Legally the Meiji government categorized old books as secondhand or antique, and thereby quite separate from new books. The Home Ministry required notification of publication, and guild membership was no longer required to acquire publishing rights. This brought changes to the book industry.
Hashiguchi explains. “A system developed in which notifications about new books went to the Home Ministry, while those for old titles went to the police. If you did the paperwork, you could trade both. But the government gradually tightened censorship of publishing and the police more closely supervised sales of antiquarian books with the aim of preventing trade in stolen books. It became more difficult to do business in both old and new books.
“With the adoption of letterpress printing, Western binding and paper became standard, replacing Japanese varieties. By 1887, woodblock Japanese books had dramatically decreased amid a flood of Western-style printed books, and most of those who’d been dealing in books since the Edo period quit the business.”
A national distribution network for school textbooks and magazines became established, and publishing, new book sales, distribution, and trade in old books became separate businesses, a situation that has continued to the present day.
“Today’s antiquarian book dealers specialize as a survival strategy.” Hashiguchi says. “There are 130 such stores in Jinbōchō now, and they each specialize in different fields from classics to modern literature, film, manga, sports, and so on, like the shelves in a library. In a way, the whole area is one big library.”

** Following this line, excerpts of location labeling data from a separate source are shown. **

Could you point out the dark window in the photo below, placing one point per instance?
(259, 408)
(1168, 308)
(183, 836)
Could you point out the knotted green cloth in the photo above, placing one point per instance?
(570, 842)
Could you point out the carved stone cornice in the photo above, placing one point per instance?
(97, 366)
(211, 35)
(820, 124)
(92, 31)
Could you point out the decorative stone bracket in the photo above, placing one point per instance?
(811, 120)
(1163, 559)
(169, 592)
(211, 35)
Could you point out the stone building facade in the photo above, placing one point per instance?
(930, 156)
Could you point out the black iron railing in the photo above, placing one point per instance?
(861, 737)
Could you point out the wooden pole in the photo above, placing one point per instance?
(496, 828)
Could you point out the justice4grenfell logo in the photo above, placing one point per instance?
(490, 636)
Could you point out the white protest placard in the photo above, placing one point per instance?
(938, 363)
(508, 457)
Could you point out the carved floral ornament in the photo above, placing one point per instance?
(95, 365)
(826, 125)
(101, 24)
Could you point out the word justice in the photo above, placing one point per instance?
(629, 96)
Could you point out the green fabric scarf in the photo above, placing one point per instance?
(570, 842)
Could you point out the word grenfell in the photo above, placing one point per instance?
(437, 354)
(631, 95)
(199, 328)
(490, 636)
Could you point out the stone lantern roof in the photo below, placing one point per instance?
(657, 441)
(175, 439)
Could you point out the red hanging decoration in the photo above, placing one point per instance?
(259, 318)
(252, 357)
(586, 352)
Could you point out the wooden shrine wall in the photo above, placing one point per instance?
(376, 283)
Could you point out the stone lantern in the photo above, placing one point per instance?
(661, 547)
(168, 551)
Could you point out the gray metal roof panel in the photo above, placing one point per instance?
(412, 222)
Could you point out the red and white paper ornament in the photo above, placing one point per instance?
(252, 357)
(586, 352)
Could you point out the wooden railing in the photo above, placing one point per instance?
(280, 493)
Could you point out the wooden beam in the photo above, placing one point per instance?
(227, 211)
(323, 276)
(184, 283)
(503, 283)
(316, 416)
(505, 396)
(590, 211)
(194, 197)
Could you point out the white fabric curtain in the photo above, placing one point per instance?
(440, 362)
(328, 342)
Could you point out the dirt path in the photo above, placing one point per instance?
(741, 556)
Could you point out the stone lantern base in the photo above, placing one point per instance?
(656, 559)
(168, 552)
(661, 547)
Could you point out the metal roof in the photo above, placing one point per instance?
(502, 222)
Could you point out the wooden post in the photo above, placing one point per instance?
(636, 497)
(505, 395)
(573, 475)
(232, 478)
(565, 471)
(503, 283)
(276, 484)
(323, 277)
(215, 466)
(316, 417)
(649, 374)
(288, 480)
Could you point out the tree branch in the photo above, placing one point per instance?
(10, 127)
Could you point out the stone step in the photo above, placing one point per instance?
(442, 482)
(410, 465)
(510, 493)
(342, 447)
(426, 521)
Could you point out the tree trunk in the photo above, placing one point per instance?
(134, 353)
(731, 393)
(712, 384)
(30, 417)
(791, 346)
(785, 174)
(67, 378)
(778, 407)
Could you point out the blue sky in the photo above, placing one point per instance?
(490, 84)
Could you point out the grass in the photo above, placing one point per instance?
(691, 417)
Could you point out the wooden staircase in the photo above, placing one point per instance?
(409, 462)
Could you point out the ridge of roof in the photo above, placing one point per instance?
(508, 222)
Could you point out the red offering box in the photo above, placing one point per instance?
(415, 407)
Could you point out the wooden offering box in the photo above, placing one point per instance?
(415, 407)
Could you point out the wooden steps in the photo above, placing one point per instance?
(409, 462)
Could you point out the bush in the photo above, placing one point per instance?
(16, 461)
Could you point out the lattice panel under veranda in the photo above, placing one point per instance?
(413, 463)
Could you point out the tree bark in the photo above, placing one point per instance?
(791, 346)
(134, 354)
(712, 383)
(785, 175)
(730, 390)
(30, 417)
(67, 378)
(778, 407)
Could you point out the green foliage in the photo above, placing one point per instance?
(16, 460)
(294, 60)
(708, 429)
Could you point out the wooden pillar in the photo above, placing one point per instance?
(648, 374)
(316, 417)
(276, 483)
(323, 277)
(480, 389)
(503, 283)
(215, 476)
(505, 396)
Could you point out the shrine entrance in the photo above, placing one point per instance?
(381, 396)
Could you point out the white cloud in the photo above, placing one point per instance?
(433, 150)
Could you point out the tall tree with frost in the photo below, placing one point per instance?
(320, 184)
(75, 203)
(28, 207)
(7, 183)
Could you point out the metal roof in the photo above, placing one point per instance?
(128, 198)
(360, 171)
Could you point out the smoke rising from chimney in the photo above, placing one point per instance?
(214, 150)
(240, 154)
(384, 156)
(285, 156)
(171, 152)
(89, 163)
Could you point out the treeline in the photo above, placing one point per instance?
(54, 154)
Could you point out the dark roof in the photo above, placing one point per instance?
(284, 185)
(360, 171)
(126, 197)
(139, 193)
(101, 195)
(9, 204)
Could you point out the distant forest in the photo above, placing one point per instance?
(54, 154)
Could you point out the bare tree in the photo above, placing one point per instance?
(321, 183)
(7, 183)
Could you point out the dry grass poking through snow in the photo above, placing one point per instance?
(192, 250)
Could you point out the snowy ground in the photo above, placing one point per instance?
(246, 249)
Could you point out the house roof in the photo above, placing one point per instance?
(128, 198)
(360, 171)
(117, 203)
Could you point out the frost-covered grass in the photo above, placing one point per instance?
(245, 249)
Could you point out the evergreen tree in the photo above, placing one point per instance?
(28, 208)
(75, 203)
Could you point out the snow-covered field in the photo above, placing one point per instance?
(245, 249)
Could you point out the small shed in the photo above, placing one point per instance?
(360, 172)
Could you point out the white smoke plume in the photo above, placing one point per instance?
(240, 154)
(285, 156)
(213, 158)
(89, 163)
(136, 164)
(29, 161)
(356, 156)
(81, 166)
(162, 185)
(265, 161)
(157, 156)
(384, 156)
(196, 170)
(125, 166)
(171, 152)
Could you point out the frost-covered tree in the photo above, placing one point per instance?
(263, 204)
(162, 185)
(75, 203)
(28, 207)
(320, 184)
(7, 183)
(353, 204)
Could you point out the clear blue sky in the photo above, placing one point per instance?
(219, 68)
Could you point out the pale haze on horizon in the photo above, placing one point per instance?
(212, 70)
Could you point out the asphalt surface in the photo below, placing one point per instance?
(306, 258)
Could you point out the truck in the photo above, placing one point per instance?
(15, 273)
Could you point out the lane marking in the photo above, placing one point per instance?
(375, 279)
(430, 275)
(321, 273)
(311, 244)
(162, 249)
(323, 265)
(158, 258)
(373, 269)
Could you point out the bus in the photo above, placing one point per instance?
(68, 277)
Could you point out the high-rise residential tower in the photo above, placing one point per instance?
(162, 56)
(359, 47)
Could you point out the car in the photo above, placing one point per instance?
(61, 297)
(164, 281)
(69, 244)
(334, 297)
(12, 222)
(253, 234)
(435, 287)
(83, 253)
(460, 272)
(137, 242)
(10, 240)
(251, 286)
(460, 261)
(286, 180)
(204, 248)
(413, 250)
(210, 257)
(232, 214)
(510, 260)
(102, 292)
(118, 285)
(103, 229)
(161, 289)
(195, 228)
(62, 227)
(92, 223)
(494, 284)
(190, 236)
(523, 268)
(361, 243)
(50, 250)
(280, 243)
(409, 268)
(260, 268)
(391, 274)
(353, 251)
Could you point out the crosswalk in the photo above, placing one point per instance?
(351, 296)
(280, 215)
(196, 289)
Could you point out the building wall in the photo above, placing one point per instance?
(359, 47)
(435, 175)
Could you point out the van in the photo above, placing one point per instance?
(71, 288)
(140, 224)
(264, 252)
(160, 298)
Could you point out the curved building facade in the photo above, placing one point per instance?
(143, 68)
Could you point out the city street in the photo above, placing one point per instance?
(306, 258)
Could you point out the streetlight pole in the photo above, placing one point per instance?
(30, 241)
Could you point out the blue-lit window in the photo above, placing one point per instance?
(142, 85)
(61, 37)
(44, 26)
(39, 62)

Hashiguchi says the history of the wahon is a condensed expression of the Japanese love for books. “Murasaki Shikibu carefully chose the paper and made her Genji into a book from the burning desire to have everyone read it. It spread further as readers copied it, and became a beloved classic in the Edo period, whether as a beautifully bound handwritten copy or an illustrated woodblock edition. Meanwhile, Edo-period popular fiction brimming with invention attracted readers and some books were similar to today’s manga. People say that reading is in decline, but enjoying an ebook on a smartphone is a new form of reading, and there are books that are disposable and others that readers want to keep hold of. It’s the same now as it ever was. I’m sure that Japanese people’s love for books hasn’t essentially changed in over a thousand years.”
(Originally written by Itakura Kimie of Nippon.com and published in Japanese on April 26, 2024. Banner image: Detail from Jippensha Ikku’s 1802 Atariyashita jihondoiya [A Smash Hit for the Local Book Trade], which shows the production process for an Edo-period book. This illustration shows buyers crowding outside a store to obtain new books. Courtesy of the National Diet Library.)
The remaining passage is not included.